In the third idealized experiment, the background variability was increased, simulating e.g. the presence of stronger marine mammal vocalizations or in general a noisier natural environment. Figure 8 displays the results from this third experiment: the standard deviation of the background is doubled to 12 dB from the original 6 dB, while the seismic signal is held at 4 dB above the background. The effect of doubling the background variability is very similar to the second experiment, were the seismic signal strength was halved: the signal is still clearly identifiable while the second harmonic start to melt into the background. Reducing the seismic signal from 4dB above background to 2 dB above background in the third experiment would make would make the seismic signal just barely discernible in the plotted power spectrum of the acoustic spectrogram. Thus, the limit for identifying the seismic signal is 1 dB above background with a background standard deviation of 6 dB, and 2 dB above background for a background standard deviation of 12 dB using the power spectrum of acoustic spectrogram method in the presented idealized setup.

 

 

 

Figure 8: Spectrogram (upper panel) and modulation frequency analysis (lower panel) from first idealized experiment: mean background noise increasing linearly from 65 dB at 1000 Hz to 81 dB at 0 Hz, background noise varied Gaussian with a standard deviation of 12 dB, seismic signal 4 dB above background levels (0-100 Hz sound frequency).

 

 

 

3 CONCLUSIONS

 

 

Power spectra of spectrograms are a fast and efficient way to search for pulsating signal, which are not a priori known.
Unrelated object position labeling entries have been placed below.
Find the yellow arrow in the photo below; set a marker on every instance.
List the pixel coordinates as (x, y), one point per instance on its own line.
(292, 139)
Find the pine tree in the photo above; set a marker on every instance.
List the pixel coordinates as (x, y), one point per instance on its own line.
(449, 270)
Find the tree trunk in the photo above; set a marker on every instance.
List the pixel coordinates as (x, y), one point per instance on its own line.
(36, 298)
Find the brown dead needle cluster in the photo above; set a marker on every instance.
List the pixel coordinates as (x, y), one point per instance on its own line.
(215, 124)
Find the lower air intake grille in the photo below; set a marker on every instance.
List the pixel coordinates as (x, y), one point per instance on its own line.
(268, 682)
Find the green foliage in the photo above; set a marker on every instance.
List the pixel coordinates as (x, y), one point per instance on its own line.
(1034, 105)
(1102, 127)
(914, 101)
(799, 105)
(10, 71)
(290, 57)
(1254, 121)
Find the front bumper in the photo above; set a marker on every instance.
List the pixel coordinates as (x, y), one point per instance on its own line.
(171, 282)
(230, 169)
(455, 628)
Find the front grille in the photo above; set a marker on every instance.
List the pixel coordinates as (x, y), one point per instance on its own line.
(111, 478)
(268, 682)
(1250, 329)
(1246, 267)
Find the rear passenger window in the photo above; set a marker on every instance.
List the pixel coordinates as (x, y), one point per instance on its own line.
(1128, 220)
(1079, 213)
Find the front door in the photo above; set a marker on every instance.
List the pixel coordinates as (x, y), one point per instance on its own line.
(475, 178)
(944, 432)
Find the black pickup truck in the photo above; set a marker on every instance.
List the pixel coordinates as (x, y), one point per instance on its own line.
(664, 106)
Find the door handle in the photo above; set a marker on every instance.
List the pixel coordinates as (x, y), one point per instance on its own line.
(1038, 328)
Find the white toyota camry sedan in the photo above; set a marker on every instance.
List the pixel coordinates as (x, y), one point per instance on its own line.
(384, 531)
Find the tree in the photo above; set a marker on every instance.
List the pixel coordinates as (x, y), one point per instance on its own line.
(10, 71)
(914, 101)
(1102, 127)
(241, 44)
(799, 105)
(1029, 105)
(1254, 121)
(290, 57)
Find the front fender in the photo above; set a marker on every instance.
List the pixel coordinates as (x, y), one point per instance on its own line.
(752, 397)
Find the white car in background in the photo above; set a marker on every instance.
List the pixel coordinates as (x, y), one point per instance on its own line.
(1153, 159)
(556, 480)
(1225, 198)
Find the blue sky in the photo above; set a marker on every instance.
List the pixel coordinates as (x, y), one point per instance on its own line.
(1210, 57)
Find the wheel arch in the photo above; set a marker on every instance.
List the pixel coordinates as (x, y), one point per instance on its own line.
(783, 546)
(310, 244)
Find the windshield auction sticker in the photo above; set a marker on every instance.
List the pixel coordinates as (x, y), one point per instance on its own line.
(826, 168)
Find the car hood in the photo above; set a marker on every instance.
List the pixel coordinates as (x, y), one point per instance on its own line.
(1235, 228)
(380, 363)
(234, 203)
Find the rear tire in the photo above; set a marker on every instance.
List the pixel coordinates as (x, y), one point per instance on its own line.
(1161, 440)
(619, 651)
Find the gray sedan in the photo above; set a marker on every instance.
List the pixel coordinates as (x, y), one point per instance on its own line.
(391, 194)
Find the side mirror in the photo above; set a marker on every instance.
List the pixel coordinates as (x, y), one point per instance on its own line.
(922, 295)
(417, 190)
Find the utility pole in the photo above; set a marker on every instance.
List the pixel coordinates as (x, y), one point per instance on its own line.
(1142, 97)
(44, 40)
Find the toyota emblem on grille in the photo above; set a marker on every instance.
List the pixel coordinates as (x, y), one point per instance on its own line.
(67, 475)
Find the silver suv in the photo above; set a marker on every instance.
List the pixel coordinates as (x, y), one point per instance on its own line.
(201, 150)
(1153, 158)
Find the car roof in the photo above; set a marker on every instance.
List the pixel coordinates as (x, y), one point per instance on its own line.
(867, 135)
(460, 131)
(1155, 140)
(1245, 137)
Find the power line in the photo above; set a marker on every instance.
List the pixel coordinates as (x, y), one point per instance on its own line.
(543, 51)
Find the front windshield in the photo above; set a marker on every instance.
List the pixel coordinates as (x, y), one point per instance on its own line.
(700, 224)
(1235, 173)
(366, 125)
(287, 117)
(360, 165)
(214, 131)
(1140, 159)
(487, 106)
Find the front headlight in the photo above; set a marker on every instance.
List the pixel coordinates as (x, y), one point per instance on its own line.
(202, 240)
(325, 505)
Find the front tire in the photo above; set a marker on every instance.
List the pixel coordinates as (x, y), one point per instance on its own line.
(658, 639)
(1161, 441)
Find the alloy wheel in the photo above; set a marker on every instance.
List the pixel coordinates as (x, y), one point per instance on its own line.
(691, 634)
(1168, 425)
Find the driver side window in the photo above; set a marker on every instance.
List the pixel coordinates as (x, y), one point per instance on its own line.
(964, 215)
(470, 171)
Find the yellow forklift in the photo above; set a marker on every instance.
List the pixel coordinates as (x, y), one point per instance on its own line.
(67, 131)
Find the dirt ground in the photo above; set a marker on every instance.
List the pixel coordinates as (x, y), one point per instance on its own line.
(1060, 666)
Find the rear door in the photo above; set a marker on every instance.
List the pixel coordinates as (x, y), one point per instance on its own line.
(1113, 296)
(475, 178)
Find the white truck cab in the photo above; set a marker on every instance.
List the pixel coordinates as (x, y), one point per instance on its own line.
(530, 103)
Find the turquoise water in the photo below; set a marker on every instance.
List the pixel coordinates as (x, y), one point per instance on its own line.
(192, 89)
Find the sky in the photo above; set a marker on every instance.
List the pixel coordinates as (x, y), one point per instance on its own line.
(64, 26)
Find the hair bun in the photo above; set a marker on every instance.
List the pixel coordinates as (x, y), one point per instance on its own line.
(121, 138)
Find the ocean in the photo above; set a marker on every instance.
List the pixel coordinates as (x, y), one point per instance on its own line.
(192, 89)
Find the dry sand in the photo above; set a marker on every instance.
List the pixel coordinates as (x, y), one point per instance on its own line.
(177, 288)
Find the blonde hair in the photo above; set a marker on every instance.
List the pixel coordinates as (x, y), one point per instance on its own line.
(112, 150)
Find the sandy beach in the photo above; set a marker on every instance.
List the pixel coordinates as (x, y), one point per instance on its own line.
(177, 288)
All that is needed is a rough idea about the approximate ranges of sound frequency and modulation frequency (or pulsation period) to choose appropriate parameters for the calculation of the power spectra. Without further processing, power spectra of spectrograms provided a fast visual way to detect the presence of seismic airgun shots in the Marginal Ice Zone dataset analysed in Geyer et al. (2016)1. With further processing it is possible to make use of the increased signal-to-noise ratio of pulsating signals after in the power spectra. One possible avenue was presented in Geyer et al. (2016): to define a threshold for automated sound classification. Other potential avenues of analysis are thinkable, e.g. to use the ratio of peak to background in the power spectra for automated detection. The analysis presented here used only the direct result of the spectral analysis for (manual) signal detection, automated signal detection could also make use of the fact that pulsation of seismic airgun signals occurs coherently for a certain width of acoustic frequencies. In relation to power spectra of spectrograms this means to find ways to use the a-priori knowledge of the vertical bar structure of pulating signals, even if there exact position and extent is not a-priori known.

 

 

Last but not least seismic airgun shots are not the only known example of regularly pulsating anthropogenic noise signatures. Ship cavitation noise is another possible example. As reported in Geyer et al. (2016)1, the recorded cavitation noise from the involved research icebreaker, characterized by its ringing sound, with a modulation period of about 4.5 Hz. Given high enough sampling frequencies of the original recording, power spectra of spectrograms can be possible means of analysis for this and other sound types as well.

 

 

4 REFERENCES

 

 

1. F. Geyer, H. Sagen, G. Hope, M. Babiber and P. F. Worcester, Identification and quantification of soundscape components in the Marginal Ice Zone, J. Acoust. Soc. Am. 139 (4), 1873-1885 (2016).